38. Saliente-se que esse processo, que culminou com a celebração do memorando de
entendimento, incluiu, inclusive, a realização de due diligence (fls. 33 e 54), sendo certo
que, nesse ponto, o grau de negociação já configurava visivelmente como um fato
relevante apto a influenciar, de modo ponderável, o valor das ações da CCX.

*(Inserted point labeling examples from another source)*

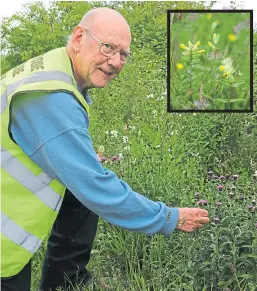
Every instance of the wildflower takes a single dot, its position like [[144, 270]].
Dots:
[[241, 198], [101, 158], [197, 195], [255, 176], [233, 188], [183, 46], [232, 37], [210, 173], [231, 194], [127, 148], [226, 74], [220, 187], [216, 220], [179, 66], [101, 149], [125, 139], [149, 96], [113, 133], [216, 38], [235, 177], [115, 159], [202, 202]]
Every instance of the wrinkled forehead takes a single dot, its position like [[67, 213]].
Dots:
[[115, 31]]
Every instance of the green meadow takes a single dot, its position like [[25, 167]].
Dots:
[[183, 159]]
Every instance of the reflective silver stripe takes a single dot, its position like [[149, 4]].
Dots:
[[21, 174], [45, 178], [18, 235], [4, 102], [36, 77]]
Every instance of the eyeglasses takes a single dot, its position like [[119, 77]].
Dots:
[[110, 50]]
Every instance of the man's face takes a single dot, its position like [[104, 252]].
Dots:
[[94, 69]]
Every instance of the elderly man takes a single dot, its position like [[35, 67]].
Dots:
[[46, 148]]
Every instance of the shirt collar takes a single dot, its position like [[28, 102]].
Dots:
[[85, 92]]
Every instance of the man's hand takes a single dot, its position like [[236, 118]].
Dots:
[[191, 219]]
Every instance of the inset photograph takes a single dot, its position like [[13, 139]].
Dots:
[[210, 65]]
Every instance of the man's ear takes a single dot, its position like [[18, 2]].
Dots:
[[77, 38]]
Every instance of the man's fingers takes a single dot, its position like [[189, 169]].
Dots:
[[204, 220], [203, 212]]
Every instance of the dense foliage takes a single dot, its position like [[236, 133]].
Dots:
[[164, 156], [210, 61]]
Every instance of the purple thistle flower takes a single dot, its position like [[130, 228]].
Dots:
[[216, 220], [231, 194], [220, 187], [202, 202], [197, 195], [115, 158], [235, 177]]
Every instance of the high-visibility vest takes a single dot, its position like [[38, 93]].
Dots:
[[30, 198]]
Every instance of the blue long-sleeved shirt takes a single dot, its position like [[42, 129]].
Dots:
[[52, 129]]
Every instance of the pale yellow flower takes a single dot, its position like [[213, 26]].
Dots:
[[232, 37], [179, 66], [183, 46]]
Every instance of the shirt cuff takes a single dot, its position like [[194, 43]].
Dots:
[[172, 215]]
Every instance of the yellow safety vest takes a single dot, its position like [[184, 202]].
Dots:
[[30, 198]]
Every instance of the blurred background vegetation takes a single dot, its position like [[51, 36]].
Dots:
[[233, 32], [168, 155]]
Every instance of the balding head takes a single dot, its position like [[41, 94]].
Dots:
[[99, 30], [103, 15]]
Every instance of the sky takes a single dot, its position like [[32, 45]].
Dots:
[[7, 8]]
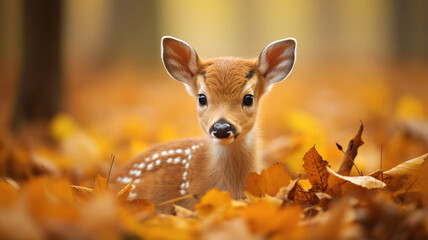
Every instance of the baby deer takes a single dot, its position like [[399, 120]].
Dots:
[[228, 92]]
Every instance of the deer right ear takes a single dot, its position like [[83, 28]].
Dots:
[[277, 59], [179, 59]]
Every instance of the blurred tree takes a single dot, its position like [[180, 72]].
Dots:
[[133, 31], [39, 90], [410, 29]]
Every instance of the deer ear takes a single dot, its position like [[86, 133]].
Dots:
[[277, 60], [179, 59]]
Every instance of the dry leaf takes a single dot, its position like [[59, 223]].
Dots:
[[122, 195], [215, 202], [8, 193], [352, 151], [268, 219], [184, 212], [304, 197], [82, 193], [409, 176], [268, 182], [315, 167], [339, 185], [100, 185]]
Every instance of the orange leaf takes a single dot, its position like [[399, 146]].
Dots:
[[82, 193], [8, 193], [122, 195], [100, 185], [215, 201], [265, 218], [268, 182], [315, 167]]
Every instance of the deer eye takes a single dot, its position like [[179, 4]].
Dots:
[[248, 100], [202, 99]]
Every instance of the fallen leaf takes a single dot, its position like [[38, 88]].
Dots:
[[184, 212], [122, 195], [215, 202], [268, 182], [8, 193], [82, 193], [100, 185], [304, 197], [315, 167], [268, 219], [409, 176], [339, 185], [352, 151]]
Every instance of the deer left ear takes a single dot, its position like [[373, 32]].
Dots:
[[277, 60]]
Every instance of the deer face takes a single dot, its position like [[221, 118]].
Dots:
[[227, 90]]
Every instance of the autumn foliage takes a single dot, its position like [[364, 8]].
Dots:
[[318, 203]]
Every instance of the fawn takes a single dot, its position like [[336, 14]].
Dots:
[[228, 92]]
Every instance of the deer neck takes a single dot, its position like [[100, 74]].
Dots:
[[231, 164]]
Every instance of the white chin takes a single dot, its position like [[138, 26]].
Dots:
[[223, 141]]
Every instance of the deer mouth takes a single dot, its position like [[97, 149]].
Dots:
[[224, 141]]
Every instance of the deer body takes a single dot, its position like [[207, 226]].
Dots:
[[228, 91]]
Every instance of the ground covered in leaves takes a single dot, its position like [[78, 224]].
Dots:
[[330, 176]]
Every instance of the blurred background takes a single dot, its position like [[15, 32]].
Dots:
[[81, 80]]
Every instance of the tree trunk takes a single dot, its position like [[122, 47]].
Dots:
[[39, 90]]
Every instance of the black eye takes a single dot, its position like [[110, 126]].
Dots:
[[202, 99], [248, 100]]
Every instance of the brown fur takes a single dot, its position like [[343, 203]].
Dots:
[[224, 164]]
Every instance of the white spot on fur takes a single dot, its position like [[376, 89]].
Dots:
[[149, 166], [126, 180], [135, 172]]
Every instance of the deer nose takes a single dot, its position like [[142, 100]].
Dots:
[[222, 128]]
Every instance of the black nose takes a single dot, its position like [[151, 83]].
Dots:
[[222, 128]]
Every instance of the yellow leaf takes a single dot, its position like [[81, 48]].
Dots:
[[268, 182], [8, 193], [315, 167], [122, 195], [215, 202], [82, 193], [100, 185], [408, 176], [63, 126], [340, 185], [268, 219], [410, 107]]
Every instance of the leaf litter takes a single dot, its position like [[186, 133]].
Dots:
[[321, 203]]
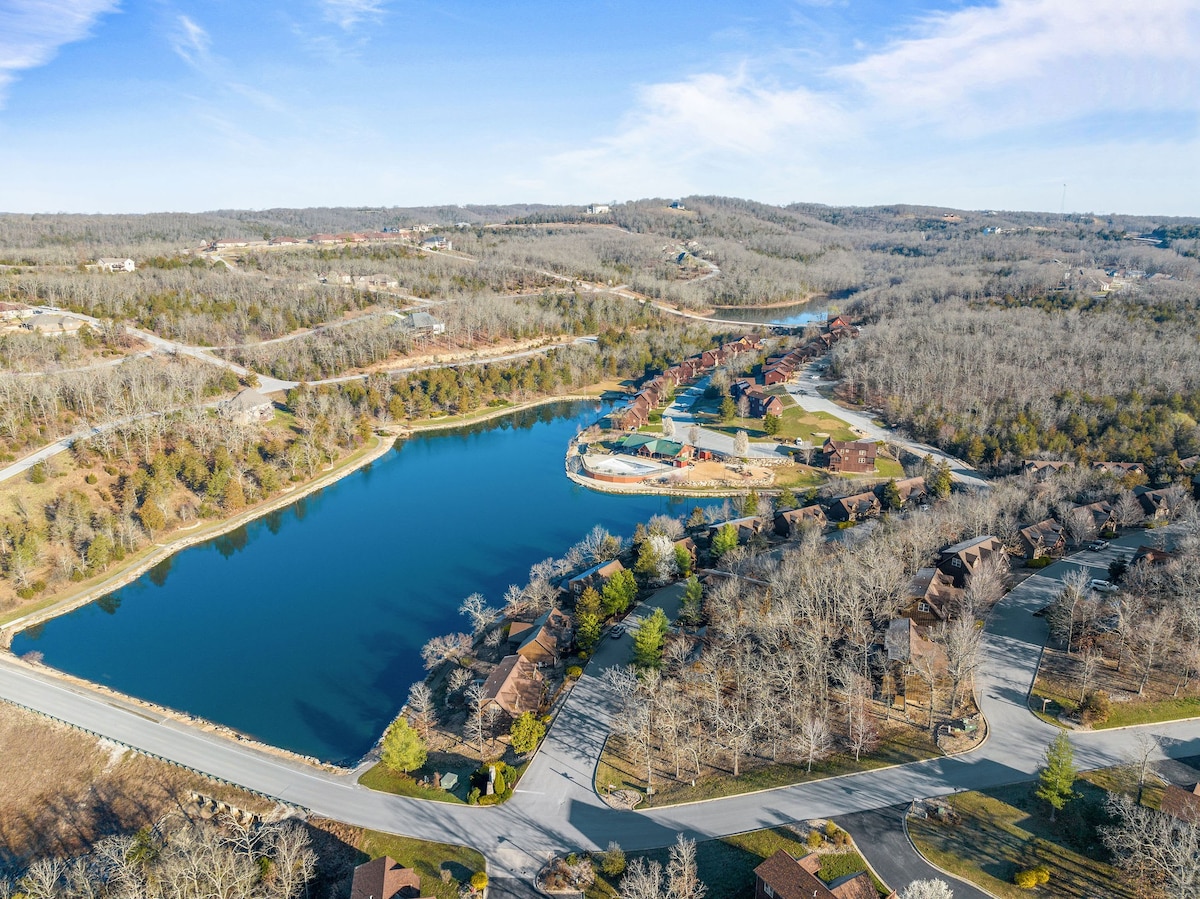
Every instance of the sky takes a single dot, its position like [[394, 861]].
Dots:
[[133, 106]]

39. Ademais, conforme esclarecido nos autos do processo, a CCX recebeu no dia
12/09/2013, após discussões ocorridas desde o dia 5, proposta de memorando de
entendimento formulada pela Transwell. No dia seguinte essa versão foi aprovada pela
Administração da Companhia, provavelmente algum tempo antes da assinatura do
memorando. O acusado, contudo, não informa o horário da aprovação pelos órgãos da
CCX, nem tampouco apresenta a respectiva ata, o que poderia esclarecer o momento da
aprovação.
40. Esse momento, contudo, não é o mais importante para a análise do caso, uma vez
que, independentemente de assinatura do memorando, a negociação substancial para
alienação de ativos importantíssimos já impunha a sua divulgação ao mercado como fato
relevante.
41. Saliente-se que, conforme entendimento pacífico da CVM, o “fato relevante” não é
um ponto isolado configurado pela assinatura de determinado instrumento, mas, sim, um
processo, entendido como uma sucessão de acontecimentos que sejam aptos a
influenciar o mercado, conforme se extrai do julgamento proferido no PAS n.º 04/04:
“Vê-se, assim, que o acusado detinha muitas informações relevantes, que não estavam disponíveis ao mercado, sobre a evolução e as possibilidades de evolução das negociações. O Fato Relevante, quando consumada a negociação, foi apenas a conclusão de uma sucessão de eventos relevantes sobre os quais o mercado não estava oficialmente informado, mas o acusado estava.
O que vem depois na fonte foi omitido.